Thursday, November 11, 2010

Christie treats editors like prostitutes

The former Tenafly Railroad Station, currently...Image via Wikipedia
In a region that sorely needs more mass transit, light-rail service may be extended to Tenafly's old station, above. If town officials stop the  project, light rail would reach only Englewood.


Look at how The Record of Woodland Park transforms itself today into Governor Christie's personal journal. 

I can just see Editor Francis Scandale, head Assignment Editor Deirdre Sykes and Editorial Page Editor Alfred P. Doblin prostrating themselves in front of the Republican bully and kissing the carpeted floor he walked on.

The governor granted an audience to the newspaper's Editorial Board on Wednesday, and got lavish, front-page coverage today with absolutely nothing from the other side to balance it -- nothing from the teachers union, federal transportation officials or anyone else he takes a pot shot at. 

There are three photos of Christie on the front page alone. Members of the Editorial Board (or is it Editorial Bored?) aren't identified.

Praise be to Christie, who held his silence for two full days so he could carefully orchestrate a response to federal officials, who are demanding the state repay $271 million spent on the Hudson River rail tunnels he killed -- apparently because his wife bitched and moaned she'd have to walk too far to catch a Manhattan subway.

We go from the face that launched a thousand ships to the powerful pol's wife who killed 6,000 jobs and a smoother commute for thousands more.

Christie, who after all is an argumentative lawyer at heart, is contesting that $271 million bill, but there's no denying he killed the project after the state had already spent $595 million on it.
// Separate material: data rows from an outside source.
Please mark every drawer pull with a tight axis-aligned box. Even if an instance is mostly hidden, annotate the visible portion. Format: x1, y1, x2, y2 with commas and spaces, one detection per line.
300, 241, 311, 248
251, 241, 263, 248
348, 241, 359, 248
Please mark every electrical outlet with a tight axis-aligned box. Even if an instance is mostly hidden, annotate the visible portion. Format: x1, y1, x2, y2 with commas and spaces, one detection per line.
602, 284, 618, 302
And he can't fall back on the Transportation Trust Fund, because he has refused to raise the low gasoline tax on his gas-guzzling buddies and wealthy supporters to fund it.

Laziness defines newsroom

Coverage of the rail-tunnel project pretty much follows how just about every story is covered by The Record. 

Lazy, incompetent editors and reporters prostitute themselves by waiting for the handout, statement, press release, report, survey, news conference or meeting with the Editorial Board, which acts like the governor's public relations agency.
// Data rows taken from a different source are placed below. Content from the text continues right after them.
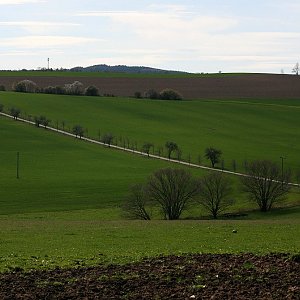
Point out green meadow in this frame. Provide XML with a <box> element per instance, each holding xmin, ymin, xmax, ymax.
<box><xmin>1</xmin><ymin>92</ymin><xmax>300</xmax><ymax>175</ymax></box>
<box><xmin>0</xmin><ymin>92</ymin><xmax>299</xmax><ymax>271</ymax></box>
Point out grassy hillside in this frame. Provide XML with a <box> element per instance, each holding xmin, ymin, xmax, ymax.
<box><xmin>0</xmin><ymin>117</ymin><xmax>177</xmax><ymax>215</ymax></box>
<box><xmin>1</xmin><ymin>92</ymin><xmax>300</xmax><ymax>176</ymax></box>
<box><xmin>0</xmin><ymin>110</ymin><xmax>299</xmax><ymax>271</ymax></box>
God forbid, the staff showed some enterprise or refused to act as conduits for a wide range of lies, distortion and misinformation from new sources. That misleading information is rarely filtered or challenged by editors desperate to fill news columns.

Just the other day, two readers' letters to the editor corrected all the distortions and lies from Tenafly candidates opposed to extending light-rail service to that wealthy suburb, home of Publisher Stephen A. Borg. 


Before the election, The Record's Local section carried the candidates' preposterous claims about noise and pollution in a story by a staff writer and assistant assignment editor who apparently know nothing about electrified light rail, and they were reported verbatim, without seeking a response from NJ Transit.

More fire news

It's so typical of Sykes' Local section, which is full of accident and fire photos, but woefully short of stories on how well our towns are run. 

Now that copying fees have been lowered, do you think an enterprising reporter will ask for the municipal budget and go over it line by line to uncover waste?


Look at today's L-1. The most prominent story is about a house fire that killed three pet dogs. Wow. What a great photo. Look at all those flames, and the distraught owners. And the arson squad has been called in. A real whodunit.


The only Hackensack news today is a feel-good story on teens in the high school culinary arts program serving an Italian meal to the elderly. Staff Writer Monsy Alvarado really knows how to find a story.